DeutschlandFischeRegionWels / Waller

Ich hab nen Waller drauf – Angeln mit der Upose auf Raubfische

Aktuell prüfe ich das Angeln mit der Upose auf Raubfische auf Herz und Nieren. Aber nicht wie man es vom Wallerangeln kennt, sondern in kleinerer Version auf Zander, Hechte und Rapfen.

Mit dem Funkboxnachkauf hätte man noch ein wenig warten können.
Mit dem Funkboxnachkauf hätte man noch ein wenig warten können.

Dass das sehr gut funktioniert habe ich bereits letztes Jahr im Herbst und dieses Frühjahr nach der Schonzeit feststellen können, als ich vorsichtige Stillwasserzander und -Rapfen fangen konnte.
Da für einen geplanten Bericht aber auch Räuber aus dem Fluss erwähnt werden sollen und ich noch Bildmaterial brauche, plante ich einen Ansitz am Main.
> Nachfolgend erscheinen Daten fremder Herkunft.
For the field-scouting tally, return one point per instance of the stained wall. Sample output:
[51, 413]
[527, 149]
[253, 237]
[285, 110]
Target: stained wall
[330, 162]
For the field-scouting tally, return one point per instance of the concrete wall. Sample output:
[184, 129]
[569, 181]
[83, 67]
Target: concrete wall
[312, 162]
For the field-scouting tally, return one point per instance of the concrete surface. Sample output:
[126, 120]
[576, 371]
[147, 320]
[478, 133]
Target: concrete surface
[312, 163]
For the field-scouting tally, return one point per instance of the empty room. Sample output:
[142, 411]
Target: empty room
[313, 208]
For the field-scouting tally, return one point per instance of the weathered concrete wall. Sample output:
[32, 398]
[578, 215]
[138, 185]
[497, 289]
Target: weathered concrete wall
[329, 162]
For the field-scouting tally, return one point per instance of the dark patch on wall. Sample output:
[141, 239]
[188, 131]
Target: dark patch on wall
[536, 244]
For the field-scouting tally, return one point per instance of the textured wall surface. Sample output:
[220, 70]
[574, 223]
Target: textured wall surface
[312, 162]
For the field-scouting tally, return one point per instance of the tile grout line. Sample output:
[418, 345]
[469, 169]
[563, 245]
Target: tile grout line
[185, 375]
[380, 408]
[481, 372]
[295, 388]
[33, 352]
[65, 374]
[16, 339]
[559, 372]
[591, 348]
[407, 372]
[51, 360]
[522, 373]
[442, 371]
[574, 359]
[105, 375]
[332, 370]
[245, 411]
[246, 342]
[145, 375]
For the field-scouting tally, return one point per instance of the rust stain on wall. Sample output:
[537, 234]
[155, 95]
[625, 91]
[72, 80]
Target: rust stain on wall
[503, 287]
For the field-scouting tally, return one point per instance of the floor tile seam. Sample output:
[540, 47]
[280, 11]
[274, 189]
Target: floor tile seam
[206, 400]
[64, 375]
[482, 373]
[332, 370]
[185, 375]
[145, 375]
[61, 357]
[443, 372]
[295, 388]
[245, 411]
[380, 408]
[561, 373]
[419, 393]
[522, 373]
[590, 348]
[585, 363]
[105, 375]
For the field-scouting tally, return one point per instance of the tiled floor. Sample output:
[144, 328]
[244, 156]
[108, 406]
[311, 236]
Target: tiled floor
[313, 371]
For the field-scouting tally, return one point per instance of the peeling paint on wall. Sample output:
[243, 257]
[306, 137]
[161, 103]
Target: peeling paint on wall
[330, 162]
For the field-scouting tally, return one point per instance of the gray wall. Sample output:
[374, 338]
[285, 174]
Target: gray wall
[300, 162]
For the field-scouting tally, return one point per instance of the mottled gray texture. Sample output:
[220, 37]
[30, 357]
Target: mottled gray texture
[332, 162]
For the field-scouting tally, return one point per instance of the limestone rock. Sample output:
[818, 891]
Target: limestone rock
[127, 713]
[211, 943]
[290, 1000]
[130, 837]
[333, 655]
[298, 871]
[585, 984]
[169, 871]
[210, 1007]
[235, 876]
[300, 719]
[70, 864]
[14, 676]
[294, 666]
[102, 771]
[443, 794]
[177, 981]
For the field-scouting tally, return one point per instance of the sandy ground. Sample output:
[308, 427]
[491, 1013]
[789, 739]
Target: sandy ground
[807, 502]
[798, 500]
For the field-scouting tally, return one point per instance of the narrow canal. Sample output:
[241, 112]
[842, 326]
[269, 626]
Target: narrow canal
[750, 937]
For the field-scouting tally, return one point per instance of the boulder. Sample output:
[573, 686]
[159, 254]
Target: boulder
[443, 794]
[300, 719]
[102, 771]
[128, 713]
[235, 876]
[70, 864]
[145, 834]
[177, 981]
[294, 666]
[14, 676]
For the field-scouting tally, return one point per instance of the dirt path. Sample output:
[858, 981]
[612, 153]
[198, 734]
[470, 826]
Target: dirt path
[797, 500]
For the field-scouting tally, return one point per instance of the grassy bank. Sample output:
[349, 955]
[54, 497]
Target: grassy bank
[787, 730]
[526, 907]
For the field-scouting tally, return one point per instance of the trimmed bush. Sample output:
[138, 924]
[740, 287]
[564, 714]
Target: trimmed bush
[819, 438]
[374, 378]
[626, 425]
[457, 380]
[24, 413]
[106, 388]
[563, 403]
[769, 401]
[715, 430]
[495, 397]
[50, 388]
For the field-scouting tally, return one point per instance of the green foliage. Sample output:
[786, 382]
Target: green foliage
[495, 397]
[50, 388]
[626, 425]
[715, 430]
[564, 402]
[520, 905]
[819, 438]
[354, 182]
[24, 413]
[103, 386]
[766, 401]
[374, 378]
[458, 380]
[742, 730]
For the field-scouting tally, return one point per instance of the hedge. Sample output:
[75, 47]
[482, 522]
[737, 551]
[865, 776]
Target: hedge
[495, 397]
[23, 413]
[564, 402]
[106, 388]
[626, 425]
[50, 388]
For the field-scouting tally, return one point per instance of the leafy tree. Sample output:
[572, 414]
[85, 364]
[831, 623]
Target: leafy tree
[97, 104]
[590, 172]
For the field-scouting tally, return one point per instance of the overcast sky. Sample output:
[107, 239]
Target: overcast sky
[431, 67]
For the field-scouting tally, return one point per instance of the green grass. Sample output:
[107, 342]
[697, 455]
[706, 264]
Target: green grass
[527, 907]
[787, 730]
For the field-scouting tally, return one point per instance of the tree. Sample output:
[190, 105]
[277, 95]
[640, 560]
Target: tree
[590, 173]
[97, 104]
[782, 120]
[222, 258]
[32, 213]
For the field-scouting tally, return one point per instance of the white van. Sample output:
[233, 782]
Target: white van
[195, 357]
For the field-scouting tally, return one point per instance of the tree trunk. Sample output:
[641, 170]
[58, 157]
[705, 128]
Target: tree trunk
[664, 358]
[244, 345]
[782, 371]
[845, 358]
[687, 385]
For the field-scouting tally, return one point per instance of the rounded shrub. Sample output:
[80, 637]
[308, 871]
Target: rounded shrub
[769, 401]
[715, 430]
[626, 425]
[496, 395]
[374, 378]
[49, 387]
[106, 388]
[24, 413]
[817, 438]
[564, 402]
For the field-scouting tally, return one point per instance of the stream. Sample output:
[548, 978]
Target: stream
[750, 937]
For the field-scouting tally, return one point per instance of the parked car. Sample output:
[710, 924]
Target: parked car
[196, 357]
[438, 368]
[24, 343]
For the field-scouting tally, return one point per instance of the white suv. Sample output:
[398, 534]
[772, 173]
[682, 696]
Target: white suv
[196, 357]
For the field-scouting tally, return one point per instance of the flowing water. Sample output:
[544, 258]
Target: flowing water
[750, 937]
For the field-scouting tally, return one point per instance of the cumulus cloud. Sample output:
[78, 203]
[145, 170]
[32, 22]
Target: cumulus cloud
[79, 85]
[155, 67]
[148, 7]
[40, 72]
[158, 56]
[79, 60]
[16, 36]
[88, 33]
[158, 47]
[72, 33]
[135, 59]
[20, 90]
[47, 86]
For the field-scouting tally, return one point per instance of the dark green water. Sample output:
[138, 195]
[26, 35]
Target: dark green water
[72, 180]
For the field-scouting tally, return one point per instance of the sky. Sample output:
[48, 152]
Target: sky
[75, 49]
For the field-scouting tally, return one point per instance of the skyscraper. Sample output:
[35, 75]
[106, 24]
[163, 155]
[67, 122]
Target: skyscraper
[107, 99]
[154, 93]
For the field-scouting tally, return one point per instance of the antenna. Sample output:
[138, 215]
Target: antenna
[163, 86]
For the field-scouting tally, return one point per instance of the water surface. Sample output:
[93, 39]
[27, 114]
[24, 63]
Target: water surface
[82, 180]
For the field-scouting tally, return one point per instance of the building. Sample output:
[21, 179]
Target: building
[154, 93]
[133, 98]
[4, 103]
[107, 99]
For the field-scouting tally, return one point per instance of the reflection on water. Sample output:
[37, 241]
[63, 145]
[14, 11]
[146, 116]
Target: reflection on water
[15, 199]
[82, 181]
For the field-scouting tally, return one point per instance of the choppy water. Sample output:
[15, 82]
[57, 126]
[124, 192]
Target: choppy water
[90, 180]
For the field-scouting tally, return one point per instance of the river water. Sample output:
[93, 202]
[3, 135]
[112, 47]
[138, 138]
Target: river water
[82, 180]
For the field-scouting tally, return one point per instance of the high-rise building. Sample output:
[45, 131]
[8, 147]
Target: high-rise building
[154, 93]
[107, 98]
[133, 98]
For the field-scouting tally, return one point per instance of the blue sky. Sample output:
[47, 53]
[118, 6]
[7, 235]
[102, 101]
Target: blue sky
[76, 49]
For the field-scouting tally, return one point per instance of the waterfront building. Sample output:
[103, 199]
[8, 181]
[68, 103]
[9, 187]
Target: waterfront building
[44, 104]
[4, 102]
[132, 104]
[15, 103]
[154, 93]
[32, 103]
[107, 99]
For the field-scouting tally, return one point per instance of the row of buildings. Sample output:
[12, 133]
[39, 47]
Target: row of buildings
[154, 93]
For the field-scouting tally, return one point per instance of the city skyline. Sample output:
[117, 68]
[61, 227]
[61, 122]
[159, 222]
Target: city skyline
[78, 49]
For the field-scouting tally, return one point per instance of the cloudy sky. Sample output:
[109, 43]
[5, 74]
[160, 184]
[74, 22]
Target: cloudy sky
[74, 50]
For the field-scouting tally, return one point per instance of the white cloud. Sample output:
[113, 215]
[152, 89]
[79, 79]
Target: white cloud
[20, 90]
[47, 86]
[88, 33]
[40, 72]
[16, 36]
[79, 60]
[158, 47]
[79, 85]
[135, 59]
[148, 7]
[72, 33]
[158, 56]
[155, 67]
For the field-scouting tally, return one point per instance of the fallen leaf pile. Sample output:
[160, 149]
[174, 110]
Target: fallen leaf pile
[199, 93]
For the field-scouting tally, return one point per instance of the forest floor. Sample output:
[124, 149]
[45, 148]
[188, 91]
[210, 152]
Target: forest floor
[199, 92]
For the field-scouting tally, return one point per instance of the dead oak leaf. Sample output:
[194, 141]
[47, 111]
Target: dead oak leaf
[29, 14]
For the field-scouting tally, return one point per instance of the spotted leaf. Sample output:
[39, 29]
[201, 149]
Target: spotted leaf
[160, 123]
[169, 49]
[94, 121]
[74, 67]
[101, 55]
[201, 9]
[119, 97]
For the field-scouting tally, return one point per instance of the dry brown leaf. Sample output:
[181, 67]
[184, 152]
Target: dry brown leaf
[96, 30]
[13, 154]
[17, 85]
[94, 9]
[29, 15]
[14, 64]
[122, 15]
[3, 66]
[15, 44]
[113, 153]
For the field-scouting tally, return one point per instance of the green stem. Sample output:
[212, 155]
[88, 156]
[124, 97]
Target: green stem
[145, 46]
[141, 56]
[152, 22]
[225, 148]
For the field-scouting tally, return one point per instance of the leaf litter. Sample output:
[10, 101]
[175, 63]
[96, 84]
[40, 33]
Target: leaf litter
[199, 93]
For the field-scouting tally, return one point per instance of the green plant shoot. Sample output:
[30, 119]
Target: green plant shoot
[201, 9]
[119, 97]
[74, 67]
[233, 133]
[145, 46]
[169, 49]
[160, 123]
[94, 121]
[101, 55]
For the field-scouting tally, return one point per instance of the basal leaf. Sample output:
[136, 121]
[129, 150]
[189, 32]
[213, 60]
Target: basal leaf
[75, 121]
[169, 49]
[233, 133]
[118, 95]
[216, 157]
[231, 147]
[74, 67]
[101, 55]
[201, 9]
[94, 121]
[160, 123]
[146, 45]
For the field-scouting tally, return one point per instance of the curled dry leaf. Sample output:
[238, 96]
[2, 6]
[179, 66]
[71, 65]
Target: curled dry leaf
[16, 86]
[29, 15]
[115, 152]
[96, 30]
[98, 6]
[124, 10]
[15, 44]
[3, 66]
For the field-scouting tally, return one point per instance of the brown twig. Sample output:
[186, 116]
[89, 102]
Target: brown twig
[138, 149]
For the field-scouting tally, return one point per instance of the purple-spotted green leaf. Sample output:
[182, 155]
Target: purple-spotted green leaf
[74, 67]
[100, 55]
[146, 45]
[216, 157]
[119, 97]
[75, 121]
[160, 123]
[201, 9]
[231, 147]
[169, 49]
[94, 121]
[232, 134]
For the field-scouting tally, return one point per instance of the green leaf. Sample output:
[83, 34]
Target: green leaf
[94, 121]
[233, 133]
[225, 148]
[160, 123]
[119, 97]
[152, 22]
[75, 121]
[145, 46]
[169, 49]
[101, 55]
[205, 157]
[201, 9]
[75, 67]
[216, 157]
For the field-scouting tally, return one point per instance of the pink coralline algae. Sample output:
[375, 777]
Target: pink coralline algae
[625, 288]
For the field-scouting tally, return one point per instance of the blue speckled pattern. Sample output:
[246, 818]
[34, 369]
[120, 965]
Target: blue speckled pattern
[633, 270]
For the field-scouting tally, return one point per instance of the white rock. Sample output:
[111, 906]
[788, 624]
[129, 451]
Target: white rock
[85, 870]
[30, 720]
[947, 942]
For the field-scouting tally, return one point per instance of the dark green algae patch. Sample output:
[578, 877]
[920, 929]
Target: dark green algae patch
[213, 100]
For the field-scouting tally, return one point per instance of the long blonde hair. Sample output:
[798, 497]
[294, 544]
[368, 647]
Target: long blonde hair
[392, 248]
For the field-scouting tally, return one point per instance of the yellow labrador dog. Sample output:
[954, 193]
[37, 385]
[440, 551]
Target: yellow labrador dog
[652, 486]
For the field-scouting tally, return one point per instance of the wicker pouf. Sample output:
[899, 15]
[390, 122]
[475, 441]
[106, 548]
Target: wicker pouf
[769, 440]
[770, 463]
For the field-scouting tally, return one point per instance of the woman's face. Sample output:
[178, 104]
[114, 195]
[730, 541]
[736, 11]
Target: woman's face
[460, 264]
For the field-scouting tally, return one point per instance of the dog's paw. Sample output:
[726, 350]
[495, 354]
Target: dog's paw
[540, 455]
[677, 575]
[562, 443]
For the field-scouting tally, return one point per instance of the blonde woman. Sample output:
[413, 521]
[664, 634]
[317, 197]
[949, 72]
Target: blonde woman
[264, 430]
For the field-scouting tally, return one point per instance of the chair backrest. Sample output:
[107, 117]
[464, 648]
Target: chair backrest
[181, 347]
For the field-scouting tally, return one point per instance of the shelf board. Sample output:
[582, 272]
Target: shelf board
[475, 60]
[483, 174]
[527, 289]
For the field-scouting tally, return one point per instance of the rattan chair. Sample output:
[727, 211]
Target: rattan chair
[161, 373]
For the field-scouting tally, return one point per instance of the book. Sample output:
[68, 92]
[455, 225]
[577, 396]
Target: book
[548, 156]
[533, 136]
Nach kurzer Rücksprache mit meinen Angelkollegen, welche Stellen aktuell in Frage kämen, entschied ich mich für eine Stelle mit sehr vielen Unebenheiten und Steinschüttungen unterhalb einer Staustufe im schnellen Wasser.

Bereits beim Aufbauen meines Bivies dachte ich, der Tag könnte nicht mehr besser werden – eingewickelt in die Bodenplane tauchte meine vor Wochen verloren gegangene Funkbox der Bissanzeiger wieder auf. „Geil, jetzt hab ich eine auf Reserve, sollte ich wirklich mal eine verlieren!“

Monstergrundel
Monstergrundel

Das Fangen geeigneter Köderfische stellte dann schon eine besondere Herausforderung dar. Rapfenbrut zupfte die Maden bereits beim Absinken der Feedermontage vom Haken. Dennoch konnte ich neben einigen Monstergrundeln zwei Rotaugen und einen Barsch in passender Größte erbeuten. Für Zander an der Upose sind das bei mir handlange Fische.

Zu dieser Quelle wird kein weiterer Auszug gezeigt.